【電子書籍化】出世のために結婚した夫から「好きな人ができたから別れてほしい」と言われたのですが~その好きな人って変装したわたしでは?
 からっと明るく語るカタリーナだが、それが各国で使用する言語が異なる成り立ちとも言われている。
 今となっては、共通語も確立されているから、ブラックソーン国では共通語を使用する者が多い。
 とにかく、日誌を提出してすぐ帰ればいいものの、カタリーナは何かとライオネルにちょっかいを出してくるのだ。どこか、ユースタスに似ているところがあるのかもしれない。
 そう思いつつも、彼女が日誌を出しに来ない日があると、何があったのかと不安になったのも事実。
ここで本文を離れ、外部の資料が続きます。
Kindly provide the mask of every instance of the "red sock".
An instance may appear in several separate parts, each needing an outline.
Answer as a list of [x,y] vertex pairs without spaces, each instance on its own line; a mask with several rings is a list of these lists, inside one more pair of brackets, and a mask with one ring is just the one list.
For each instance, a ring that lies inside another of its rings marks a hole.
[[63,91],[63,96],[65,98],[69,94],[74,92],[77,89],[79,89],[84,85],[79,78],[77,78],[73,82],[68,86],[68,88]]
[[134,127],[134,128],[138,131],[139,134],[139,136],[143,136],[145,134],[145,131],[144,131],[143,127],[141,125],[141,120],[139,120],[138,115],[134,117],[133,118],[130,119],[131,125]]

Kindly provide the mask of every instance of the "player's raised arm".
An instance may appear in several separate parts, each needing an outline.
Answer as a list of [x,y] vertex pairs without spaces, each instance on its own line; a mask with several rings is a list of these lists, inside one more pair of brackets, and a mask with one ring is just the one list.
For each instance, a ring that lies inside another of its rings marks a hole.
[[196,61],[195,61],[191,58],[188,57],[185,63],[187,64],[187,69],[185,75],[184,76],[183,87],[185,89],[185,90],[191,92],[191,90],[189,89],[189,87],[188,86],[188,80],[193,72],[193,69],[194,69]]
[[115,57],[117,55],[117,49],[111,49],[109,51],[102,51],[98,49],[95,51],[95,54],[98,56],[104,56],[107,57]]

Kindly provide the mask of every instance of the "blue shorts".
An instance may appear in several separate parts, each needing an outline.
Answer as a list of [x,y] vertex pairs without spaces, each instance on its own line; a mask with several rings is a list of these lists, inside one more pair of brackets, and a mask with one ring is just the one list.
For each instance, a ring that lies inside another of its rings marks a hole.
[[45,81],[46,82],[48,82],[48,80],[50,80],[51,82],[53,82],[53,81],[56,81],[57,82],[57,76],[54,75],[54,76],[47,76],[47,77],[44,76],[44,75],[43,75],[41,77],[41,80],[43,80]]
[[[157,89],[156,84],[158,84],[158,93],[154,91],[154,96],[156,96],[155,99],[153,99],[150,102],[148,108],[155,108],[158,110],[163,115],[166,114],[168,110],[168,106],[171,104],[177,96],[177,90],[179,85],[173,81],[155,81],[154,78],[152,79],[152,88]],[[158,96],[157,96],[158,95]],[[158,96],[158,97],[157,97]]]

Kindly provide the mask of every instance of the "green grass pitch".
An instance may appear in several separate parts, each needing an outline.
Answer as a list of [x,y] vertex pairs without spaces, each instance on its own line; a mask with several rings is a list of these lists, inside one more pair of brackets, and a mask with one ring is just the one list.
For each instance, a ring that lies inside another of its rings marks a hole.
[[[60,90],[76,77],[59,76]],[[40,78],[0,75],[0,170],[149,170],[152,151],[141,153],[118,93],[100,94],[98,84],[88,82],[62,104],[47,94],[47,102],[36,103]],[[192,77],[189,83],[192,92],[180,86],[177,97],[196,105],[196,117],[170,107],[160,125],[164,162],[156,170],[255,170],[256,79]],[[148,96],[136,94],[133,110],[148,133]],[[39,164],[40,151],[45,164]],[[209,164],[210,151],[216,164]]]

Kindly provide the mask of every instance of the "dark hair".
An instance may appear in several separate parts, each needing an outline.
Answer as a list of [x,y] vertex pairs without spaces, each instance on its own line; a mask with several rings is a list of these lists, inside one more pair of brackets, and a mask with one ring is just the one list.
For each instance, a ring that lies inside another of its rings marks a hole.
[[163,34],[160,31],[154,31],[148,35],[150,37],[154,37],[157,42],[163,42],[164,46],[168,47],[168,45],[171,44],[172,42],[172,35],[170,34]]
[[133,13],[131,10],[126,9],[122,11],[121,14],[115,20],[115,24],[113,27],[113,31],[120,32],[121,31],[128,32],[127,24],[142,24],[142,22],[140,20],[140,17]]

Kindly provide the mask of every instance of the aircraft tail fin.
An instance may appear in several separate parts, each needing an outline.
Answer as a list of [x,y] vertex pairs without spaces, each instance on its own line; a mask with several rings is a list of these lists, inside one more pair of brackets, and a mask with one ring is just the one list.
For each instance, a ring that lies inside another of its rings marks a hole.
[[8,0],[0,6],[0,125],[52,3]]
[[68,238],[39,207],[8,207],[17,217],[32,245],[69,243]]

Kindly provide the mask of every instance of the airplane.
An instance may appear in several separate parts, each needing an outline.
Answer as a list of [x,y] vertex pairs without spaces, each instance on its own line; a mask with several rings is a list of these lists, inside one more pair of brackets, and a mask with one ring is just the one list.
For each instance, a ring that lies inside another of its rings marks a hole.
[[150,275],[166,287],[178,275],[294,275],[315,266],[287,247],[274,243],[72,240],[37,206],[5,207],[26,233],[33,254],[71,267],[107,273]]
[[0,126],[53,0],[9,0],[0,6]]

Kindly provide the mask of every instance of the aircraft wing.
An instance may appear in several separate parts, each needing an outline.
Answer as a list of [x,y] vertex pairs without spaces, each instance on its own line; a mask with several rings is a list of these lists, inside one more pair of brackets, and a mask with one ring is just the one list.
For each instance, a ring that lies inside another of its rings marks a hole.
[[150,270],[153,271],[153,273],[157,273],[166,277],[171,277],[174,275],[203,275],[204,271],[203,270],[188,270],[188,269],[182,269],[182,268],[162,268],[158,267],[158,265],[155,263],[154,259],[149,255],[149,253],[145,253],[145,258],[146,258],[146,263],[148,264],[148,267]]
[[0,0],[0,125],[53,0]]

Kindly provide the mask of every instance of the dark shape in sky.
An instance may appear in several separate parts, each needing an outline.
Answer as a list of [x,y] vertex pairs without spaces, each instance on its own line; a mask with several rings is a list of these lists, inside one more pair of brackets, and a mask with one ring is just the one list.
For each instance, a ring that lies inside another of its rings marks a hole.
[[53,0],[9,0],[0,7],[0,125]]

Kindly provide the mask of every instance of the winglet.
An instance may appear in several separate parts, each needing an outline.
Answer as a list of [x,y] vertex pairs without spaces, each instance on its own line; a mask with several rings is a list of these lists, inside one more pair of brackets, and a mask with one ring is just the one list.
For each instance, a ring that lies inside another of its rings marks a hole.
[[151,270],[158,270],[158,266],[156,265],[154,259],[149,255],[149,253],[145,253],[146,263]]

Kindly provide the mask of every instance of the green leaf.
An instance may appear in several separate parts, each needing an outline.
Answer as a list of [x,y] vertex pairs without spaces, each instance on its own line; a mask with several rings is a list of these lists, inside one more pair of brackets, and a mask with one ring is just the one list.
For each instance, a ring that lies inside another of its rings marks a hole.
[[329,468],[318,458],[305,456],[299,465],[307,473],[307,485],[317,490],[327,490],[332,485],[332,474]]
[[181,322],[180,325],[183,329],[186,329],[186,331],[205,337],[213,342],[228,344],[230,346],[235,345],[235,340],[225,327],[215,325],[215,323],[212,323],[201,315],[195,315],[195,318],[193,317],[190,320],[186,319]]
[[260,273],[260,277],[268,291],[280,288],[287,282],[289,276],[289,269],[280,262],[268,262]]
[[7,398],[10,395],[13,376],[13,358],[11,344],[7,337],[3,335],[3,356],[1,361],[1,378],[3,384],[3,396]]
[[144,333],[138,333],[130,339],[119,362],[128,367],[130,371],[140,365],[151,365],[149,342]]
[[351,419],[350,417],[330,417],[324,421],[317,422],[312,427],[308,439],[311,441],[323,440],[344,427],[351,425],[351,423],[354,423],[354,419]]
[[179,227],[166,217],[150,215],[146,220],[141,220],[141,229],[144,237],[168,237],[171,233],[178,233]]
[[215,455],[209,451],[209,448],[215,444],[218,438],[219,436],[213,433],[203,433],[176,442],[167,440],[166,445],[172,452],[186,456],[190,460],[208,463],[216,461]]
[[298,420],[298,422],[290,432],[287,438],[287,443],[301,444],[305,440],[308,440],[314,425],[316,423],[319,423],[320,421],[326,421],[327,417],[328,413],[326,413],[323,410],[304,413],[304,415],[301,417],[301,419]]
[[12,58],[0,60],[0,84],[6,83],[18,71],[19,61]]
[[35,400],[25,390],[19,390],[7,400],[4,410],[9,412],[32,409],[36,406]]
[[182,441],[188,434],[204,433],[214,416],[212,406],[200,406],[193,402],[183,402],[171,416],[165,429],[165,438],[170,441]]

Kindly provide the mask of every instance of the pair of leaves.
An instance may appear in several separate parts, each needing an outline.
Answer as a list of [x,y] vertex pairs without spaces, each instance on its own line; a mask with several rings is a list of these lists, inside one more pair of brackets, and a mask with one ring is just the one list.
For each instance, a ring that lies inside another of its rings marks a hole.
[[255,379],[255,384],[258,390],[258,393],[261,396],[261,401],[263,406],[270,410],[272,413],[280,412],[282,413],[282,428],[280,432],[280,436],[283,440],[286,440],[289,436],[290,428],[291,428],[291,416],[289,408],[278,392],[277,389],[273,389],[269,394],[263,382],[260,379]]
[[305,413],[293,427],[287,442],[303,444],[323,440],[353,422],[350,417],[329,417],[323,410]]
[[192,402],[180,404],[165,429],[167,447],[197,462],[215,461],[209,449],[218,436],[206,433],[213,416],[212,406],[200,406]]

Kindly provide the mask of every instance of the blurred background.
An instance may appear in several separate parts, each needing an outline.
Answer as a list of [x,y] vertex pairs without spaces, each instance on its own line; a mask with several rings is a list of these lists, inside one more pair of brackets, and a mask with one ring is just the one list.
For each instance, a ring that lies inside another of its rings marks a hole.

 それをイノンがやって来たときに尋ねれば、彼はおどおどした様子で、カタリーナは休みだと伝える。
 休みならば仕方ない。だが、なぜ休んでいるのかとか、今度はその原因が気になった。
 とにかく、カタリーナがやってくる夕方のほんの少しの時間が、悔しいことにライオネルにとっても楽しみになっていたのだ。
 休み明けカタリーナが日誌を提出して帰ったあと、彼女の書いた日誌を初めから読み直すことにした。彼女が来たばかりの頃は、いや、他の者の日誌もそうだが、必要事項さえ書いてあれば、中身について言及することはない。
 カタリーナの日誌は、どのページも手抜きされることなく事細かに書かれている。
 そして彼女が言うように、これをひととおり読めば、簡単な古代文字が理解できるようになっていた。